2021-12-11

Understanding Drogon's threading model

Author: This is the original blog post about drogon's threading model. There's a modified version in the docs. These two are basically identical

Drogon[1] is a fast C++ web app framework. It's fast in part by not abstracting the underlying threading model away. However, it also causes some confusions in our userbase. It's not uncommon to see issues and discussions about why responses are only sent after some blocking call, why calling a blocking networking function on the same event loop blocks causes a deadlock, etc.. I hope I can help those advanced users with their code

(This is not a documentation. But my personal rant on how stuff works)

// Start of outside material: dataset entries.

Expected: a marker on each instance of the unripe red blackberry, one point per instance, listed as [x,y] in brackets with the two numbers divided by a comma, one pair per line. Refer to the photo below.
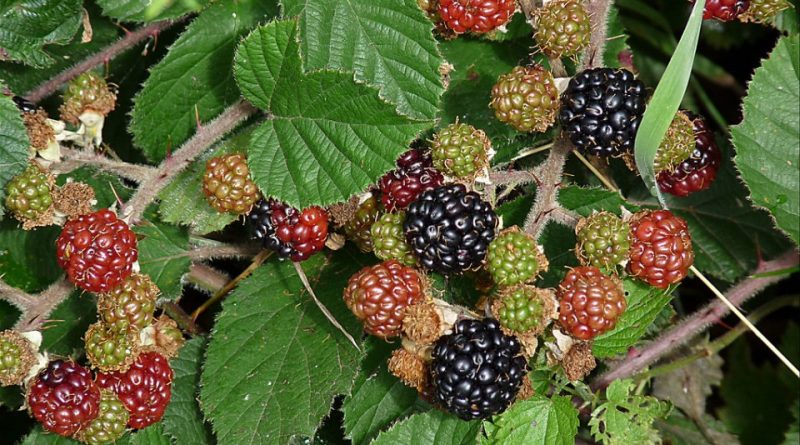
[63,397]
[590,302]
[110,423]
[604,240]
[476,371]
[28,195]
[764,11]
[110,350]
[389,239]
[563,28]
[287,231]
[478,16]
[97,251]
[677,145]
[526,98]
[227,184]
[130,304]
[358,227]
[460,150]
[724,10]
[661,251]
[524,309]
[145,388]
[414,174]
[449,229]
[601,110]
[378,296]
[698,172]
[514,258]
[88,91]
[17,357]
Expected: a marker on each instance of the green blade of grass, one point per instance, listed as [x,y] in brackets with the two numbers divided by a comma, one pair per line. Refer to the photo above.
[666,100]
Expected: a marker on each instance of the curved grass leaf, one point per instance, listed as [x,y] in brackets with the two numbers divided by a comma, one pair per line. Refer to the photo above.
[768,139]
[667,99]
[328,137]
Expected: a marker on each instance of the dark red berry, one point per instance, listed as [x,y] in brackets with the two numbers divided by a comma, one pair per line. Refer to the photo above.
[145,388]
[63,397]
[97,251]
[698,172]
[379,295]
[661,251]
[289,232]
[414,174]
[590,302]
[478,16]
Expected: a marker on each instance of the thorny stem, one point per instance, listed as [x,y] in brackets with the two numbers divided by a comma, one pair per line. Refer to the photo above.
[204,138]
[696,323]
[130,40]
[74,159]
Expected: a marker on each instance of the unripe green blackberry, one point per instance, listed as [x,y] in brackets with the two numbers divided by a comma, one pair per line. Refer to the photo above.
[678,144]
[16,358]
[604,240]
[358,227]
[110,423]
[526,98]
[28,194]
[460,150]
[109,350]
[130,304]
[88,91]
[524,309]
[562,28]
[389,240]
[764,11]
[514,258]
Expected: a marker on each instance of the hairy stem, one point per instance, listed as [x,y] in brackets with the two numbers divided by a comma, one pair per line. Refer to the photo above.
[698,322]
[74,159]
[205,137]
[130,40]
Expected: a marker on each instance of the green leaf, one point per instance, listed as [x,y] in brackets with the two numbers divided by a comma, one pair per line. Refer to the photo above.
[537,421]
[183,420]
[23,78]
[26,26]
[13,144]
[193,77]
[385,44]
[377,399]
[627,418]
[182,204]
[308,153]
[274,361]
[68,323]
[163,254]
[666,99]
[768,139]
[431,428]
[644,305]
[28,257]
[137,10]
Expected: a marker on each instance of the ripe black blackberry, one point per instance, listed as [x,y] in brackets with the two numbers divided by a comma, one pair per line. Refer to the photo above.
[601,110]
[449,229]
[477,370]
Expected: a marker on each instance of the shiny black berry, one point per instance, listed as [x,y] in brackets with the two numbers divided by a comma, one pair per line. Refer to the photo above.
[601,110]
[477,370]
[449,229]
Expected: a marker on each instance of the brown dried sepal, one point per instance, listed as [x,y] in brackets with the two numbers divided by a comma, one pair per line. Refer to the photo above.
[578,362]
[73,199]
[13,340]
[410,368]
[40,132]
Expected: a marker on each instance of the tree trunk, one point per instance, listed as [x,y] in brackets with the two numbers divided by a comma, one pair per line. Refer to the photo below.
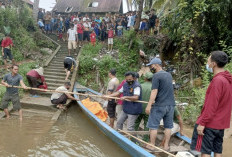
[150,4]
[35,9]
[140,3]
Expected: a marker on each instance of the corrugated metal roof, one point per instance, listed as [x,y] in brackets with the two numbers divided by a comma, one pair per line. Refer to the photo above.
[82,6]
[29,2]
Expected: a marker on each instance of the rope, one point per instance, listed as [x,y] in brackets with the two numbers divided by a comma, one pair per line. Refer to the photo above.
[82,94]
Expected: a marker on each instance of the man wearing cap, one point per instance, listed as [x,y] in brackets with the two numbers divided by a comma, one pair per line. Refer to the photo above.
[59,98]
[161,104]
[146,88]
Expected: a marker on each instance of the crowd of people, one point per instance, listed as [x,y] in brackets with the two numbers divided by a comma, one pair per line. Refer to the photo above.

[1]: Drogon, a fast C++14/17 web application framework

Event loops and threads

Drogon runs on a thread pool where each thread has it's own event loop. And event loops are at the core of Drogon. Every drogon application has at least 2 event loops. A main loop and a worker loop. As long as you are not doing anything funny. The main loop always runs on the main thread (the thread that started main). And it is responsible for starting all worker loops. Take the hello world app for example. The line app().run() starts the main loop on the main thread. Which in turn spawns 3 worker thread/loop.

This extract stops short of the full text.